All of lore.kernel.org
 help / color / mirror / Atom feed
From: Ross Zwisler <ross.zwisler@linux.intel.com>
To: Jan Kara <jack@suse.cz>
Cc: linux-xfs@vger.kernel.org, Theodore Ts'o <tytso@mit.edu>,
	Matthew Wilcox <mawilcox@microsoft.com>,
	linux-doc@vger.kernel.org,
	"Darrick J. Wong" <darrick.wong@oracle.com>,
	Jonathan Corbet <corbet@lwn.net>,
	linux-kernel@vger.kernel.org,
	Steven Rostedt <rostedt@goodmis.org>,
	Christoph Hellwig <hch@lst.de>,
	linux-mm@kvack.org, Dave Hansen <dave.hansen@intel.com>,
	Ingo Molnar <mingo@redhat.com>,
	Andreas Dilger <adilger.kernel@dilger.ca>,
	Alexander Viro <viro@zeniv.linux.org.uk>,
	linux-fsdevel@vger.kernel.org, linux-ext4@vger.kernel.org,
	Andrew Morton <akpm@linux-foundation.org>,
	linux-nvdimm@lists.01.org
Subject: Re: [PATCH v3 3/5] dax: use common 4k zero page for dax mmap reads
Date: Wed, 19 Jul 2017 10:26:45 -0600	[thread overview]
Message-ID: <20170719162645.GA26445@linux.intel.com> (raw)
In-Reply-To: <20170719153314.GC15908@quack2.suse.cz>

On Wed, Jul 19, 2017 at 05:33:14PM +0200, Jan Kara wrote:
> On Wed 28-06-17 16:01:50, Ross Zwisler wrote:
> > Another major change is that we remove dax_pfn_mkwrite() from our fault
> > flow, and instead rely on the page fault itself to make the PTE dirty and
> > writeable.  The following description from the patch adding the
> > vm_insert_mixed_mkwrite() call explains this a little more:
> > 
> > ***
> >   To be able to use the common 4k zero page in DAX we need to have our PTE
> >   fault path look more like our PMD fault path where a PTE entry can be
> >   marked as dirty and writeable as it is first inserted, rather than
> >   waiting for a follow-up dax_pfn_mkwrite() => finish_mkwrite_fault() call.
> > 
> >   Right now we can rely on having a dax_pfn_mkwrite() call because we can
> >   distinguish between these two cases in do_wp_page():
> > 
> >   	case 1: 4k zero page => writable DAX storage
> >   	case 2: read-only DAX storage => writeable DAX storage
> > 
> >   This distinction is made by via vm_normal_page().  vm_normal_page()
> >   returns false for the common 4k zero page, though, just as it does for
> >   DAX ptes.  Instead of special casing the DAX + 4k zero page case, we will
> >   simplify our DAX PTE page fault sequence so that it matches our DAX PMD
> >   sequence, and get rid of dax_pfn_mkwrite() completely.
> > 
> >   This means that insert_pfn() needs to follow the lead of insert_pfn_pmd()
> >   and allow us to pass in a 'mkwrite' flag.  If 'mkwrite' is set
> >   insert_pfn() will do the work that was previously done by wp_page_reuse()
> >   as part of the dax_pfn_mkwrite() call path.
> > ***
> 
> Hum, thinking about this in context of this patch... So what if we have
> allocated storage, a process faults it read-only, we map it to page tables
> writeprotected.
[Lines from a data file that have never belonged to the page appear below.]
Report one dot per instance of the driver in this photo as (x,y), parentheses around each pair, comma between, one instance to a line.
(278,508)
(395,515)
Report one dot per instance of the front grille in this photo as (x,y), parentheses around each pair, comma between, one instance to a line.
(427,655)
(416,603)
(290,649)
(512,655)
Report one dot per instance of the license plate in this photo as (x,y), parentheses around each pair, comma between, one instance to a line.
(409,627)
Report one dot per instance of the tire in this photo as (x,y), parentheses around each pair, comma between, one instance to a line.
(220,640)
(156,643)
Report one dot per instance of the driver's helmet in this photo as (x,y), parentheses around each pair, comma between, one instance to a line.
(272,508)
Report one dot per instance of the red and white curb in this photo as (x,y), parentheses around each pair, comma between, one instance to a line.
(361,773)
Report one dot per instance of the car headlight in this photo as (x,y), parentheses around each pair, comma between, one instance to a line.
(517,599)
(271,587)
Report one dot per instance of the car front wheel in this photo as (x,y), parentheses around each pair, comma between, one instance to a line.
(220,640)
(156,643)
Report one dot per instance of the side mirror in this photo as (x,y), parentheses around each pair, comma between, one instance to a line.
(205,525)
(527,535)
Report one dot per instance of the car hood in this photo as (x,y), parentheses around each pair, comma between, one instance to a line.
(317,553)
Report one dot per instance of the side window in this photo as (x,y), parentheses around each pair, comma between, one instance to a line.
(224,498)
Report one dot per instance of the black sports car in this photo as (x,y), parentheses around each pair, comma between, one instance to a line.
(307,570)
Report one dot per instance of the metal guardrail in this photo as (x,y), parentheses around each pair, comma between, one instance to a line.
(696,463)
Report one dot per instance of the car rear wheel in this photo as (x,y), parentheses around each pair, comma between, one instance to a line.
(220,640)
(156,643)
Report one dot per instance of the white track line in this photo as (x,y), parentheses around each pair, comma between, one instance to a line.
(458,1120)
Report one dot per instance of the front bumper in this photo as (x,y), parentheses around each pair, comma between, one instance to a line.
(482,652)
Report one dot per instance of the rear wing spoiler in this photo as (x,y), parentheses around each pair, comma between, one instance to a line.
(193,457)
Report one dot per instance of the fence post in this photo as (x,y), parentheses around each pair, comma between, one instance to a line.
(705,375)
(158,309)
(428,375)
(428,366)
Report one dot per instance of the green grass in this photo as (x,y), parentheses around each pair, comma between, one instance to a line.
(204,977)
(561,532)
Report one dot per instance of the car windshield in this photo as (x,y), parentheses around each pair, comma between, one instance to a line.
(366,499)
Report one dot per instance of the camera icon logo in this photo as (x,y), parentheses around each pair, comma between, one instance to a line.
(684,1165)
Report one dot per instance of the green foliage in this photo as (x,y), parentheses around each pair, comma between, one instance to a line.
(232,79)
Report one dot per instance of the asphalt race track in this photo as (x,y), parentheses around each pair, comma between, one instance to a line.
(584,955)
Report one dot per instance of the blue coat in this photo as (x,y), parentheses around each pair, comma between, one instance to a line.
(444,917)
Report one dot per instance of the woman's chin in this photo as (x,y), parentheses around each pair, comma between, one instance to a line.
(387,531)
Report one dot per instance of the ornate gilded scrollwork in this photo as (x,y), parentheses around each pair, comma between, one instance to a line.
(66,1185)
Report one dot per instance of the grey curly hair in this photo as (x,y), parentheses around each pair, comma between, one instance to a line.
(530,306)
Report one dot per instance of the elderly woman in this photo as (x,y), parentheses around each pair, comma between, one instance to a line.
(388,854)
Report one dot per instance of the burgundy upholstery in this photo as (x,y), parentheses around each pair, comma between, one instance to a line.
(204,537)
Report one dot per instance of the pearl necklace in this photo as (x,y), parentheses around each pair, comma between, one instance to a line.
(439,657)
Then the process writes through mmap to the area - the code
> in handle_pte_fault() ends up in do_wp_page() if I'm reading it right.

Yep.

> Then, since we are missing ->pfn_mkwrite() handlers, the PTE will be marked
> writeable but radix tree entry stays clean - bug. Am I missing something?

I don't think we ever end up with a writeable PTE but with a clean radix tree
entry.  When we get the write fault we do a full fault through
dax_iomap_pte_fault() and dax_insert_mapping().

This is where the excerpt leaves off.